California Family Code Section 307 allows “non-clergy marriage” by “members of a particular religious society or denomination not having clergy for the purpose of solemnizing marriage or entering the marriage relation,” provided that specified forms, including the signatures of two witnesses, are properly completed and filed. The limitation of this type of wedding to members of certain religious groups seems patently unconstitutional, and this law appears vulnerable to the same sort of legal challenge as was successfully made by the ACLU to the Pennsylvania law. Or a city or county clerk could disregard this restriction as unconstitutional, and start issuing license for, and recording, secular marriages without an officiant. (This would be similar to what happened when the San Francisco city and county clerk started issuing licenses for same-sex marriage, disregarding as unconstitutional the sate law which at the time restricted marriage.) But so far as I can tell, this restriction has not yet been challenged.
Definitely not constitutional to ask someone their religion and then deny them a government service based on that answer! I hope someone fights it. Tons of organizations that will do it pro bono. Even after the Allegheny county case, we had a reader fight it in another county further to the east. She won.
It can be done!
Pro bono legal representation isn’t as easy to find as you might think — there are many worthy causes, and only so many staff lawyers or volunteers for civil liberties causes. Organizations and law firms have to make hard choices about which cases are both winnable and important enough to prioritize.

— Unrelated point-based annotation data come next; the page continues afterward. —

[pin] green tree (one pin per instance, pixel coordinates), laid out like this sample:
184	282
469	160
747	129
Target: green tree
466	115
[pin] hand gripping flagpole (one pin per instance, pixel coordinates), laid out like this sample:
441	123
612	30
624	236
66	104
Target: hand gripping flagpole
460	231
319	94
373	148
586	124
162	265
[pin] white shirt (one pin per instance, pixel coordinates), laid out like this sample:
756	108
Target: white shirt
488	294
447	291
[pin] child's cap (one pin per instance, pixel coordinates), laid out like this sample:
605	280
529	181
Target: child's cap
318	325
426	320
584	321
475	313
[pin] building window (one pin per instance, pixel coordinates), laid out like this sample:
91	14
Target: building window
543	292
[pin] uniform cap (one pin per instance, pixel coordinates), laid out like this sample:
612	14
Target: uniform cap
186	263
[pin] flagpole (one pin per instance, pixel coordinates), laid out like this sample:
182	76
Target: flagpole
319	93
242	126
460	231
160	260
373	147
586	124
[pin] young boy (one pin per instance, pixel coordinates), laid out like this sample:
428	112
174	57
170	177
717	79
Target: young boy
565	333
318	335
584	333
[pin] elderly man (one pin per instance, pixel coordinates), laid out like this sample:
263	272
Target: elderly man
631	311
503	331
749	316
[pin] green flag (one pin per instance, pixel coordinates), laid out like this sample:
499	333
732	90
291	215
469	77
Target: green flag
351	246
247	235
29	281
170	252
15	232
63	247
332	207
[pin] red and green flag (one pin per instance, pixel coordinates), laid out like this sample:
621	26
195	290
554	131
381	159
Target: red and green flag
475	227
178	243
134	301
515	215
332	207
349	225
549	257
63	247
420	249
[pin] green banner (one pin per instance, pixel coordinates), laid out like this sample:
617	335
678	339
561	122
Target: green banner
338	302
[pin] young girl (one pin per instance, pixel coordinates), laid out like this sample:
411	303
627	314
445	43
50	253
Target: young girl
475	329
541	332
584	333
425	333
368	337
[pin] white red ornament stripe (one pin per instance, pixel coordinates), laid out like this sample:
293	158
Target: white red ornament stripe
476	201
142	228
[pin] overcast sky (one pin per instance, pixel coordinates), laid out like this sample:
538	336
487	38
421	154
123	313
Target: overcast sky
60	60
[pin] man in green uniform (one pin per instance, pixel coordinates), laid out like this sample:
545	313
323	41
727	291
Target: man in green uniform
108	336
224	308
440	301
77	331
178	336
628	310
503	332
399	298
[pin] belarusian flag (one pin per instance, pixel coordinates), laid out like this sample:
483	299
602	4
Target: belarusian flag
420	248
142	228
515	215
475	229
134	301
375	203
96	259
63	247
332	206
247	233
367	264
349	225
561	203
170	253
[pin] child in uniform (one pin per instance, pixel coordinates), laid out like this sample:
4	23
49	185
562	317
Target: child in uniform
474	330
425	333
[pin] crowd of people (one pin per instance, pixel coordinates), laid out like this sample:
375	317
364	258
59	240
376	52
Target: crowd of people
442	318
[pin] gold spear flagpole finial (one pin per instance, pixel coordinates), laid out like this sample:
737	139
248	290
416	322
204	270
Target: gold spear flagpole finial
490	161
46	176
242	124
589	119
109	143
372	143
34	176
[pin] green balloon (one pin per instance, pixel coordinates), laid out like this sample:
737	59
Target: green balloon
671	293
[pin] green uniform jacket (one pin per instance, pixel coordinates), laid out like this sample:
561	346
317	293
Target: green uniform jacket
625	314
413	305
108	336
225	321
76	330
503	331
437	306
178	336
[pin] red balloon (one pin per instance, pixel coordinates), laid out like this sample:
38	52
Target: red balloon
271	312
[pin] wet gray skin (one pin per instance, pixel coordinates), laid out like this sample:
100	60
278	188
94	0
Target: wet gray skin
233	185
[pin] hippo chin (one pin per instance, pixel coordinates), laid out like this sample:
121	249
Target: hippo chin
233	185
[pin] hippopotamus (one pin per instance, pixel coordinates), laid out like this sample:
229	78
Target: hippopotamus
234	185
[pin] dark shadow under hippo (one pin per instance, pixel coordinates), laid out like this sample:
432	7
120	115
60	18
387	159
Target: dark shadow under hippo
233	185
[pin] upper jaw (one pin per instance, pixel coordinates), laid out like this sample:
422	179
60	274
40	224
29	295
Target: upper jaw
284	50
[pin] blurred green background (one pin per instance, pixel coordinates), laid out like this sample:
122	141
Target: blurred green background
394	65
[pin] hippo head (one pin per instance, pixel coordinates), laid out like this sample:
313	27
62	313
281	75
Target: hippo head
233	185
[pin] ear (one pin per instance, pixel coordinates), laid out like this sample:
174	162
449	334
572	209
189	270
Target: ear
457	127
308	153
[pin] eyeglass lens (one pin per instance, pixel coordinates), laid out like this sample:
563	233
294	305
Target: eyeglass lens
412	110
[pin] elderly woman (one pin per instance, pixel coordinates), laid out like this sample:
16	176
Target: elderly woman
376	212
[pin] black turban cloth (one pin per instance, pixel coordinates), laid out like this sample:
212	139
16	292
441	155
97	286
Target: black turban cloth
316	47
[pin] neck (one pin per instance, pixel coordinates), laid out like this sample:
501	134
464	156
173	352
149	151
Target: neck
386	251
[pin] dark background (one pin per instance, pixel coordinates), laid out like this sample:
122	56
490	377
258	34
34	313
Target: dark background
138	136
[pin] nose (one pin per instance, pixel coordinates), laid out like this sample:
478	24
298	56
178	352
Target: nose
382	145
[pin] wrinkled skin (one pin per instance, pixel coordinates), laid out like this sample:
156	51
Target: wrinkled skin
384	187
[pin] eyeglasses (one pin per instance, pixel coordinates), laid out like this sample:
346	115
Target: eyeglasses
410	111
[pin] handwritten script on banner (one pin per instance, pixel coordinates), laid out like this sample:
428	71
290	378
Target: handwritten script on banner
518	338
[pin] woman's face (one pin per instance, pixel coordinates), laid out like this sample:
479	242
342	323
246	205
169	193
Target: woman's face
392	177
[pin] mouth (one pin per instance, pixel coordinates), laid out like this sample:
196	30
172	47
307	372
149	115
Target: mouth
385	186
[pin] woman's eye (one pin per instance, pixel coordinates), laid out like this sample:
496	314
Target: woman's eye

We’ve asked the Northern California ACLU, but haven’t yet heard their decision, which typically takes weeks. They have the resources to take on only a small fraction of the the worthy, winnable cases that are brought to them.
If you have other leads on potential pro bono northern California counsel, please contact me.
I will! If memory serves me, the reader who did it used a group that is also national. I’ll ask some questions and get that info to you!
Blah, I was wrong. She did end up using the ACLU. It took her about a month to hear back, though, before they took her case on. Did you mention the federal precedent set by the PA case? Maybe that would help them make the decision to hop on (as it was a federal judge–US District Court–who made the final decision.)